Sunday, November 6, 2016

My Research on Preemptive War in Cambridge University Press

I'm working on what I hope will be a new journal article on preemptive war. It is coming along nicely and I hope to post a preview here soon. I came across a rather great book called, The Ethics of Preventive War. Its a collected volume from Cambridge University Press. I was rather excited to come across this book because its a frank, calm, and rational discussion about the topic, which is rather lacking. In fact, during my research I found a quote that talks about the "demonic hatred" that many have for the practice. (As a frequent object of that hatred I can relate.)   But here is an author, Chris Brown, who discusses the topic using language very similar to mine: 

[W]hat is different today is the combination of speed and destructiveness; in the Caroline case a decision had to be taken very quickly by the man on the spot, but although the volunteers carried by the Caroline would have been a nuisance had they landed on the Canadian side of the river, they did not pose an existential threat to large numbers of civilians, or to the colony or...to Britain itself. The stakes today are potentially a great deal higher. 9/11 killed nearly 3,000 people and could easily have killed more; the use of some form of WMD could push the death toll much higher, and there is no reason to think that potential terrorists would be loath to cause such mayhem. The central point is that although "instant, overwhelming....[leaving] no time for deliberation" sound like absolute criteria they are in fact, and must be, relative terms- a second was, in practice, a meaningless unit of time in 1839, but in 2007, the average laptop can carry out a billion or more "instructions per second." (34)

Although the new world in which we have to live is not quite as different from the old as it might, at first sight, seem to be, nonetheless there are organizations (state and non-state) in the world whose ideological foundations make them difficult to deter, and whose potential capacity to deliver serious damage to the infrastructure of industrial societies and to their populations make them difficult to ignore. It does seem plausible that some kind of rethinking of the notion of preemption is required... (36)

I wrote the following back in 2009. In fact, this was one of the ideas I wanted to explore, which made me start the blog in the first place.   It turned out to be the basis for my first presentation in the Mormon world and became part of a publication of which I'm rather proud.  Notice how I use follow the author's point about how technology and the threat of terrorists armed with WMDs to meet the justification for preemptive war:

Today battlefields stretch over many miles. The personal weapon of an infantrymen, the M-16, has an effective range of roughly a third of a mile. Jet fighters, stealth bombers, and cruise missiles can launch from one location and strike 6,000 miles away. And Intercontinental Ballistic Missiles can truly live up to their name and strike from continents away.

World wide airline and naval travel easily transport dangerous people and material. The Nephites must have been surprised at how narrow their strip of wilderness could be at times, our protection is just as thin if we do not set proper guards (Hel 1:18) or be "up and doing" in defense of our liberty(Alma 60:24).

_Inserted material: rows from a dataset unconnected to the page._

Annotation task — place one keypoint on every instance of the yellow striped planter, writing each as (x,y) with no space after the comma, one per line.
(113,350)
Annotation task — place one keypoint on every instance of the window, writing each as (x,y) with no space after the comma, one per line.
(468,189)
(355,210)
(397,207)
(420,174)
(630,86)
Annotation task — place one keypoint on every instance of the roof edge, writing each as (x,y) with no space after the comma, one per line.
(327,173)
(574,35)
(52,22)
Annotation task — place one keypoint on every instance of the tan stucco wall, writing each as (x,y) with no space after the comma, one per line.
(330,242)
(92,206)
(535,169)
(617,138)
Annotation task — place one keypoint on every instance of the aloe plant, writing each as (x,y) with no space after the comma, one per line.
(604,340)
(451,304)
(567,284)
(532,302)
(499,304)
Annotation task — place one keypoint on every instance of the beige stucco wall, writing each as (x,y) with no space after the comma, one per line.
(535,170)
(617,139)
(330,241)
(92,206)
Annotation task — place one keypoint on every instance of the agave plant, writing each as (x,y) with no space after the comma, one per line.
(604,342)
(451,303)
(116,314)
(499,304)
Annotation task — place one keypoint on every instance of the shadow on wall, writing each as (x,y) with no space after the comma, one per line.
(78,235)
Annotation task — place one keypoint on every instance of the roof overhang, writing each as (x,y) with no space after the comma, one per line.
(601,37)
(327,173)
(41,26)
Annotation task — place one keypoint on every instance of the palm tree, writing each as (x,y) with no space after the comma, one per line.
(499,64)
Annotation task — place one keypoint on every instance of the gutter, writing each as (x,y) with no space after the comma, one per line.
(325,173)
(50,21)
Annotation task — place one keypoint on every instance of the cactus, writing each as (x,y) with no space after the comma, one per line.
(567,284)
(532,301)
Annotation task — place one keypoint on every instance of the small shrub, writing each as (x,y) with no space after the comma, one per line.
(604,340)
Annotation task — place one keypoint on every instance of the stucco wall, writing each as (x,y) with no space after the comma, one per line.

During the Cold War we could nominally count on the international order to restrain the actions of our enemy. But even this existence led to the Cuban Missile Crisis and Krushchev threatening to "swat America's ass" with the weapons he inserted there. Now we face regimes that explicitly reject that world order, support terrorism as an arm of foreign policy, and seek the most devastating weapons known to man.

The threat is just as real and apparent as the Lamanites marching on Zarahemla. Yet if we wait for the launch of nuclear missiles, or a terrorist attack using the same, we will be lamenting the desolation of Ammonihah instead. Arguing for a neo isolationist foreign policy based on The Book of Mormon ignores the strategic realities that both nations faced as a result of geography and technology. The nature of modern technology, the connection of rogue regimes with terrorist organizations, the precedent re enforced by 9/11, and the shrinking world of globalization demand that pursue an "offensive defensive" like the Nephites of old.

Thanks for reading! Who do you think said it better?